Postexposure plague prophylaxis (PEP) is a critical public health intervention aimed at preventing illness in individuals exposed to Yersinia pestis, the bacterium responsible for plague. This zoonotic disease remains a threat in specific regions and is also considered a potential bioterrorism agent. Rapid initiation of antibiotic prophylaxis is essential in preventing progression to severe disease forms, particularly pneumonic plague, which can be transmitted person-to-person.

Understanding Plague Transmission and Exposure Risks
Plague is primarily transmitted through the bite of infected fleas, contact with contaminated fluids or tissues, or inhalation of respiratory droplets in cases of pneumonic plague. Risk scenarios for exposure include:
- Direct contact with infected animals (e.g., rodents, rabbits, domestic pets)
- Handling plague-infected biological specimens
- Laboratory accidents
- Exposure during outbreaks or suspected bioterrorist events
Forms of Plague and Clinical Relevance for Prophylaxis
Plague manifests in three primary clinical forms:
- Bubonic Plague – Characterized by swollen lymph nodes (buboes)
- Septicemic Plague – Systemic bloodstream infection, often without buboes
- Pneumonic Plague – Highly infectious respiratory form
Only pneumonic plague presents a significant risk for human-to-human transmission, underscoring the need for prompt prophylactic measures in suspected exposures.
Indications for Postexposure Prophylaxis
PEP is indicated for individuals who have had:
- Close contact with a confirmed or suspected case of pneumonic plague
- Exposure to Yersinia pestis in a laboratory setting
- Occupational exposure to infected animals or tissues
- Inhalational exposure during a bioterrorist attack or outbreak
Prophylaxis should be initiated within 7 days of last known exposure to optimize outcomes.
Recommended Antibiotic Regimens for Plague PEP
The CDC and WHO recommend the following oral antibiotics for 7 days as first-line postexposure prophylaxis:
Antibiotic | Adult Dosage | Pediatric Dosage |
---|---|---|
Doxycycline | 100 mg twice daily | 2.2 mg/kg twice daily (max 100 mg/dose) |
Ciprofloxacin | 500 mg twice daily | 15 mg/kg twice daily (max 500 mg/dose) |
Levofloxacin | 500 mg once daily | 8–10 mg/kg once daily |
Alternatives (for intolerance or contraindications):
- Chloramphenicol
- Trimethoprim-sulfamethoxazole (TMP-SMX) – less preferred due to variable efficacy
Duration and Monitoring During Prophylaxis
PEP should be administered for a full 7-day course to ensure complete suppression of potential infection. In exposed individuals:
- Monitor for fever, cough, malaise
- Advise immediate medical attention if symptoms arise
- Isolation may be warranted for exposed persons until symptoms are ruled out
Contraindications and Special Populations
- Pregnancy: Doxycycline use during pregnancy is controversial; ciprofloxacin may be used with caution
- Children: Pediatric dosing should be adjusted by weight
- Immunocompromised patients: May require closer observation and hospital-based prophylaxis
Role of Vaccination and Experimental Therapies
Currently, no FDA-approved plague vaccine is available for general use. Experimental vaccines and monoclonal antibodies are under development, primarily for high-risk laboratory and military personnel.

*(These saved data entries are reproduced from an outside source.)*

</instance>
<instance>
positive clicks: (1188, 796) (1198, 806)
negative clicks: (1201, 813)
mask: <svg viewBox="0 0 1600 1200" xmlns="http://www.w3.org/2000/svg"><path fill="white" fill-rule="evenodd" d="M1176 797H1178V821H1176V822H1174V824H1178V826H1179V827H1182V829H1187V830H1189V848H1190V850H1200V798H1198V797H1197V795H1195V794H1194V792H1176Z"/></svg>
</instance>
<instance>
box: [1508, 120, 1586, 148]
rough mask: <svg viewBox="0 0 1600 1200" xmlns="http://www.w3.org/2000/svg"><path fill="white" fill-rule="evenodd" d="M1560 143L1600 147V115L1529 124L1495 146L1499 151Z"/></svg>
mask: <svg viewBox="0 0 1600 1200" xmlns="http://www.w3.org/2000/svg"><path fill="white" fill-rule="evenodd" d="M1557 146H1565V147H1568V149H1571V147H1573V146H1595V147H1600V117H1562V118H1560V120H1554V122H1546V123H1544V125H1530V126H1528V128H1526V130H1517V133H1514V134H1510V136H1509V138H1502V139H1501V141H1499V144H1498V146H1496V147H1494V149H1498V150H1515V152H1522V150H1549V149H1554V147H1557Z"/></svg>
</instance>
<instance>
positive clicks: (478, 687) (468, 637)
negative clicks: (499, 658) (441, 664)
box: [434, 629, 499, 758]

Public Health Preparedness and Bioterrorism Considerations
In the context of a bioterrorist event involving Y. pestis, mass prophylaxis programs may be initiated under CDC Strategic National Stockpile (SNS) protocols. Health authorities may:
- Distribute antibiotics via points of dispensing (PODs)

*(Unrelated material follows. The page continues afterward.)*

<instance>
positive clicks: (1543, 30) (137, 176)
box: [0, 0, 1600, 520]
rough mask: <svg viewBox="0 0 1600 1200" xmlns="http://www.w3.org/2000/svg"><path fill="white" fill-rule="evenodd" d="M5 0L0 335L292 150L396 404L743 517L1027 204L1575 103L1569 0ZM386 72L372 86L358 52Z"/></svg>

- Use targeted chemoprophylaxis based on exposure risk
- Implement quarantine for confirmed cases
Healthcare providers must report suspected cases immediately to public health authorities for coordinated response and contact tracing.
Postexposure plague prophylaxis is a cornerstone of effective outbreak and bioterrorism response planning. Prompt identification of exposed individuals and the timely administration of appropriate antibiotics can prevent the onset of severe and potentially fatal disease. Clinicians and public health officials must remain vigilant and prepared to initiate prophylaxis protocols swiftly in the event of confirmed or suspected Yersinia pestis exposure.